Fiat #money is regulated and issued by central banks. Bitcoin, on the other hand, is decentralized money that operates on a peer-to-peer network without a central authority controlling it. Every 10 minutes, new Bitcoin is issued, and its issuance is reduced by half approximately every four years. This event is known as the halving. The issuance is programmatic and objective, unlike Fiat, which has arbitrary issuance. Miners expend energy in the form of electricity and capital to group transactions and post them onto the blockchain, a public ledger that records all Bitcoin transactions since its creation. This exercise is called mining. While the exact supply of Fiat is impossible to determine, Bitcoin is capped at 21 million, which means there will never be more Bitcoin.

Fiat transactions' settlement time varies, and bank transfers, credit and debit card payments typically require a few business days to settle fully. Their settlement time is affected by holidays, weekends, and translation volumes. Bitcoin transactions, on the other hand, are settled every 10 minutes to an hour, which is the time it takes to mine a block and add additional blocks for confirmation (i.e., best practice is six blocks). Bitcoin is a monetary system that is open 24/7, 365 days a year, whereas traditional banking systems are usually open between 9:00 AM to 5:00 PM, 260 days a year.

To transact in our current Fiat monetary system, you typically have to disclose personal information as per government decree in order to comply with KYC and AML rules. This results in the large number of the population being unbanked with limited access to financial services in certain countries, mainly the underdeveloped or developing ones that are ruled by oppressive and corrupt governments. There are approximately 1.4 billion unbanked people in the world. Bitcoin is permissionless, meaning it does not require any identification. All you need to do is set up a wallet, and you can begin to transact. Transactions on the Bitcoin network are pseudonymous, meaning they are not 100% anonymous and can be traced back to you with the proper technology. However, they do not reveal any personal information. Anyone can audit all the transactions recorded on the blockchain given its public nature, but the identities behind the Bitcoin addresses are typically anonymous.

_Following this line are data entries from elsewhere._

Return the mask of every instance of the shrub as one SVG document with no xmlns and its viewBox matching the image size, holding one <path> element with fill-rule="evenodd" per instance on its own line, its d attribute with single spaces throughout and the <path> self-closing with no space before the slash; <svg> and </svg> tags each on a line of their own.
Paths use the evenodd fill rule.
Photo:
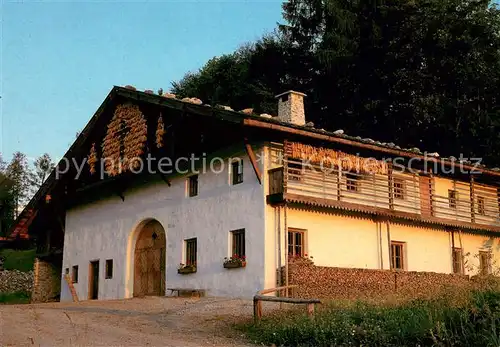
<svg viewBox="0 0 500 347">
<path fill-rule="evenodd" d="M 0 293 L 0 304 L 27 304 L 30 294 L 26 292 Z"/>
</svg>

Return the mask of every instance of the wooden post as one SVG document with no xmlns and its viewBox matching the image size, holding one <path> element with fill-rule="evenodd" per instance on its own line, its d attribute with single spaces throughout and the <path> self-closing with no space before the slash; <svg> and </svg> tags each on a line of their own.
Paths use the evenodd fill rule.
<svg viewBox="0 0 500 347">
<path fill-rule="evenodd" d="M 283 207 L 283 214 L 284 214 L 284 229 L 285 229 L 285 297 L 288 297 L 288 223 L 287 223 L 287 206 L 285 202 L 285 206 Z"/>
<path fill-rule="evenodd" d="M 248 142 L 248 139 L 246 137 L 244 139 L 244 142 L 245 142 L 245 150 L 247 151 L 248 158 L 250 159 L 250 162 L 252 163 L 252 167 L 253 167 L 253 171 L 255 172 L 255 176 L 257 177 L 259 184 L 262 184 L 262 175 L 260 173 L 259 164 L 257 163 L 257 157 L 255 156 L 255 153 L 252 149 L 252 145 L 250 144 L 250 142 Z"/>
<path fill-rule="evenodd" d="M 307 315 L 308 315 L 310 318 L 313 318 L 313 317 L 314 317 L 314 304 L 313 304 L 313 303 L 309 303 L 309 304 L 307 304 Z"/>
<path fill-rule="evenodd" d="M 474 176 L 470 176 L 470 216 L 471 222 L 476 223 L 476 194 L 474 193 Z"/>
<path fill-rule="evenodd" d="M 389 208 L 394 210 L 394 177 L 392 174 L 392 163 L 387 163 L 387 180 L 389 182 Z"/>
<path fill-rule="evenodd" d="M 262 319 L 262 301 L 258 298 L 253 298 L 253 321 L 258 324 Z"/>
</svg>

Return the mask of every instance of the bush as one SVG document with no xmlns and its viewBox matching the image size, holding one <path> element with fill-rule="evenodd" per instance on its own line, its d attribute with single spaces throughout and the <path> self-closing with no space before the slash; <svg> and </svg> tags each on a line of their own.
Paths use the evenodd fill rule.
<svg viewBox="0 0 500 347">
<path fill-rule="evenodd" d="M 0 304 L 27 304 L 30 294 L 26 292 L 0 293 Z"/>
<path fill-rule="evenodd" d="M 400 305 L 328 304 L 314 320 L 280 314 L 248 325 L 258 343 L 278 346 L 500 346 L 500 292 Z"/>
<path fill-rule="evenodd" d="M 3 257 L 3 267 L 5 270 L 19 270 L 29 272 L 33 270 L 36 249 L 18 251 L 14 249 L 0 250 L 0 257 Z"/>
</svg>

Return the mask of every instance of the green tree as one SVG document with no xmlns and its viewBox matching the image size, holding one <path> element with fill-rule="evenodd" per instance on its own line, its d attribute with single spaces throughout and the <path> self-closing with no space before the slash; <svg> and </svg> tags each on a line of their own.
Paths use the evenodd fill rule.
<svg viewBox="0 0 500 347">
<path fill-rule="evenodd" d="M 29 167 L 26 155 L 21 152 L 14 153 L 5 171 L 6 176 L 12 181 L 12 195 L 14 202 L 14 218 L 28 203 L 30 194 Z"/>
<path fill-rule="evenodd" d="M 42 186 L 54 167 L 55 164 L 48 153 L 41 155 L 35 160 L 34 170 L 29 172 L 30 189 L 33 194 Z"/>
<path fill-rule="evenodd" d="M 283 17 L 268 41 L 209 61 L 174 92 L 275 113 L 272 96 L 295 89 L 317 127 L 500 164 L 489 0 L 290 0 Z"/>
<path fill-rule="evenodd" d="M 14 221 L 12 181 L 0 172 L 0 236 L 6 236 Z"/>
<path fill-rule="evenodd" d="M 232 54 L 210 59 L 198 72 L 173 82 L 172 92 L 214 106 L 276 113 L 274 96 L 289 85 L 283 62 L 286 51 L 286 43 L 277 35 L 265 36 Z"/>
</svg>

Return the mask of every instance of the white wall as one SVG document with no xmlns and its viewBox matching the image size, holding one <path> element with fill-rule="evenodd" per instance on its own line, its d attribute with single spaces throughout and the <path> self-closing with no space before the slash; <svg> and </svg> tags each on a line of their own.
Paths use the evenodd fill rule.
<svg viewBox="0 0 500 347">
<path fill-rule="evenodd" d="M 63 271 L 79 266 L 75 284 L 80 299 L 88 298 L 88 266 L 100 260 L 99 299 L 133 295 L 136 229 L 158 220 L 166 232 L 166 287 L 206 289 L 208 295 L 250 297 L 264 288 L 264 184 L 259 184 L 244 153 L 244 181 L 229 184 L 229 170 L 199 176 L 199 195 L 186 196 L 186 178 L 168 186 L 163 181 L 125 192 L 125 201 L 110 197 L 69 210 L 66 215 Z M 261 170 L 263 165 L 261 164 Z M 224 269 L 230 254 L 229 232 L 245 228 L 247 266 Z M 197 273 L 179 275 L 184 240 L 198 238 Z M 104 278 L 106 259 L 113 259 L 112 279 Z M 168 294 L 168 291 L 167 291 Z M 61 300 L 71 300 L 62 281 Z"/>
</svg>

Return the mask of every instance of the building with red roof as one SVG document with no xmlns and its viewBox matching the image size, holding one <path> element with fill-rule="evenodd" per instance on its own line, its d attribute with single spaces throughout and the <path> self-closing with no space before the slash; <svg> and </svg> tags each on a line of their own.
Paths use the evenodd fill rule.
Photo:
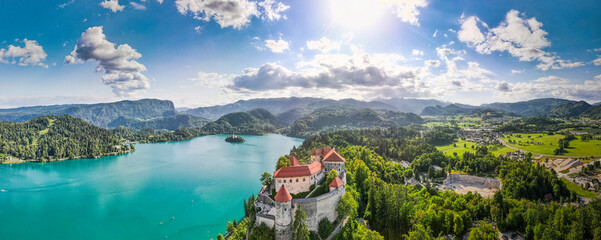
<svg viewBox="0 0 601 240">
<path fill-rule="evenodd" d="M 278 193 L 275 195 L 275 200 L 278 202 L 290 202 L 292 201 L 292 195 L 288 192 L 288 189 L 284 185 L 280 188 Z"/>
<path fill-rule="evenodd" d="M 344 186 L 344 182 L 342 181 L 342 179 L 340 179 L 340 177 L 336 177 L 334 178 L 334 180 L 332 180 L 332 183 L 330 183 L 330 192 L 342 186 Z"/>
<path fill-rule="evenodd" d="M 294 155 L 290 156 L 290 166 L 299 166 L 300 162 L 298 161 L 298 159 L 296 159 L 294 157 Z"/>
<path fill-rule="evenodd" d="M 311 163 L 300 165 L 296 157 L 290 157 L 290 166 L 282 167 L 273 173 L 277 191 L 280 186 L 292 194 L 307 192 L 311 185 L 317 184 L 332 170 L 339 174 L 346 172 L 346 160 L 335 149 L 324 147 L 311 152 Z"/>
<path fill-rule="evenodd" d="M 323 147 L 313 150 L 313 152 L 311 152 L 311 162 L 321 162 L 323 157 L 330 151 L 332 151 L 332 149 L 329 147 Z"/>
</svg>

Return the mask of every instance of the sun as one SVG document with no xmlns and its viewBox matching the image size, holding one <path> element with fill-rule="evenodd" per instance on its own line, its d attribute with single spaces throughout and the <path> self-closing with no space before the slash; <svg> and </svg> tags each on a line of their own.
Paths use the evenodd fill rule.
<svg viewBox="0 0 601 240">
<path fill-rule="evenodd" d="M 330 0 L 332 24 L 347 30 L 365 30 L 377 27 L 386 14 L 386 7 L 378 0 Z"/>
</svg>

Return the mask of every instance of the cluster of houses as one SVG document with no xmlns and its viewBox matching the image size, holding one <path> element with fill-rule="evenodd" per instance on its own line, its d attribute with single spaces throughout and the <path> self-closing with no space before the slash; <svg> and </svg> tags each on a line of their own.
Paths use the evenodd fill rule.
<svg viewBox="0 0 601 240">
<path fill-rule="evenodd" d="M 472 142 L 483 144 L 497 144 L 497 134 L 492 129 L 462 129 L 457 133 L 457 136 L 464 139 L 469 139 Z"/>
<path fill-rule="evenodd" d="M 523 161 L 526 159 L 526 153 L 522 151 L 508 152 L 506 154 L 499 154 L 499 157 L 506 157 L 511 160 Z"/>
</svg>

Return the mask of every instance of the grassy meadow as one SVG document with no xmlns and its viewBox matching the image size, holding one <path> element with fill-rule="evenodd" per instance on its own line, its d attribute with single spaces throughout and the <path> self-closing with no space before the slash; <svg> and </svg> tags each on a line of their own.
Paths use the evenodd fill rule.
<svg viewBox="0 0 601 240">
<path fill-rule="evenodd" d="M 557 148 L 557 142 L 564 136 L 560 134 L 547 135 L 544 133 L 533 133 L 523 134 L 514 133 L 508 134 L 503 137 L 503 140 L 509 145 L 523 149 L 525 151 L 553 155 Z M 580 140 L 580 136 L 576 136 L 577 139 L 570 141 L 570 147 L 565 150 L 565 156 L 597 156 L 601 155 L 601 140 Z M 515 141 L 510 143 L 509 140 Z"/>
<path fill-rule="evenodd" d="M 465 147 L 464 147 L 465 144 Z M 473 148 L 472 148 L 473 147 Z M 453 157 L 453 153 L 457 153 L 458 157 L 463 157 L 463 153 L 465 152 L 475 152 L 476 151 L 476 143 L 457 139 L 457 142 L 454 144 L 451 143 L 449 145 L 437 146 L 436 149 L 443 152 L 446 156 Z M 507 152 L 513 152 L 515 150 L 508 148 L 506 146 L 488 146 L 488 150 L 493 153 L 493 155 L 498 156 L 499 154 L 505 154 Z"/>
</svg>

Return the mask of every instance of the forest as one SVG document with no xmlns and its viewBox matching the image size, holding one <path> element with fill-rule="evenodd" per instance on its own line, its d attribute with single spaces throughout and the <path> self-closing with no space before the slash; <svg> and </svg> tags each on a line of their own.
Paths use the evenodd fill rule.
<svg viewBox="0 0 601 240">
<path fill-rule="evenodd" d="M 132 151 L 111 131 L 69 115 L 0 122 L 0 154 L 24 160 L 94 158 Z"/>
<path fill-rule="evenodd" d="M 444 134 L 432 136 L 433 141 L 446 138 Z M 486 147 L 466 153 L 463 159 L 446 157 L 407 128 L 317 134 L 291 154 L 307 162 L 312 149 L 324 146 L 335 147 L 347 160 L 347 191 L 337 210 L 340 218 L 349 216 L 350 220 L 334 239 L 445 239 L 465 234 L 468 239 L 498 239 L 498 230 L 519 231 L 526 239 L 536 240 L 601 239 L 601 201 L 595 199 L 581 207 L 569 204 L 580 201 L 576 194 L 555 172 L 535 163 L 496 157 Z M 400 157 L 411 162 L 409 168 L 393 161 Z M 429 171 L 432 165 L 444 166 L 447 171 L 492 174 L 503 186 L 492 199 L 471 192 L 440 191 L 427 181 L 440 177 Z M 411 177 L 422 183 L 405 185 Z M 245 201 L 245 209 L 254 207 L 249 204 L 253 199 Z M 236 236 L 247 231 L 249 236 L 272 238 L 272 229 L 253 227 L 249 224 L 254 221 L 253 212 L 245 212 L 245 224 L 231 222 L 228 232 L 237 234 L 230 233 L 227 239 L 243 239 Z M 361 219 L 369 222 L 371 230 Z M 320 235 L 308 232 L 302 224 L 293 230 L 294 239 L 318 239 Z"/>
</svg>

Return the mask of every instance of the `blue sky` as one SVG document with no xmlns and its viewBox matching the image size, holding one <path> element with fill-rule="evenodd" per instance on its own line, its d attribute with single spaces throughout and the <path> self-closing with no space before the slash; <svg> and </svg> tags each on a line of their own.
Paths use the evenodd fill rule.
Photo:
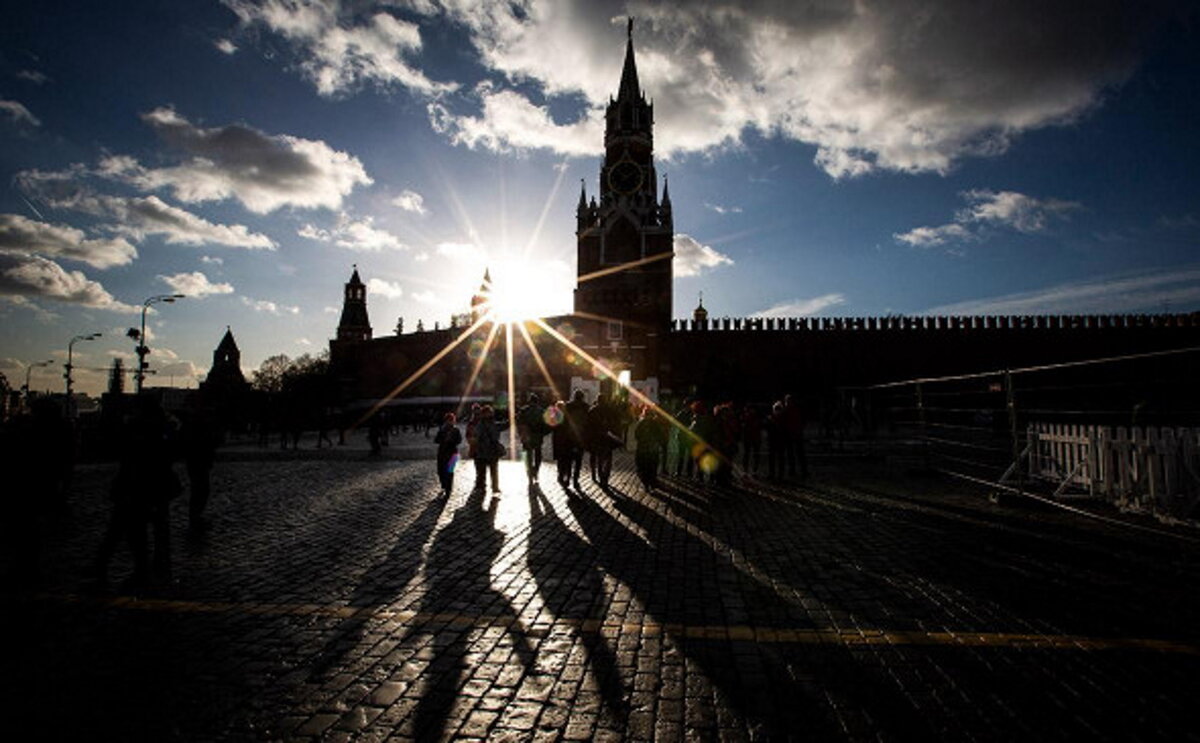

Inflation has become a major talking point these days. Central banks worldwide are at war with inflation. Inflation destroys the purchasing power of a currency over time. Basically, your hard-earned money buys less. Inflation is a result of having more dollars in an economy with the amount of goods remaining stable. As more dollars pursue a relatively stable amount of goods, the price of these goods increases. Inflation is a consequence of the expansion of the money supply by central banks. Bitcoin, on the other hand, has a fixed supply and is designed to be deflationary. Given its absolute scarcity, it is built to preserve value over time, making it an ideal savings tool compared to Fiat, which loses value over time. The dollar, for example, has lost over 90% of its value since 1971, the year the world moved to a Fiat standard and no longer allowed the conversion of dollars to gold.

Regarding accessibility, Fiat money is limited by borders and FX regulations, making cross-border transactions complex and costly. Bitcoin, however, is borderless. It allows you to transfer value across the globe at the speed of light without the need to go through middlemen.

Fiat has served its purpose as an experiment that has gone on for too long. It is time to move towards a commodity-based monetary system. However, this time we should consider using a digitally native asset such as Bitcoin. Bitcoin has similar characteristics to gold, but it also improves upon them, particularly in terms of decentralization and transportability. These are two of the main flaws of gold, which tend to centralize over time, ultimately leading to Fiat money, and its difficulty in moving around for final settlement.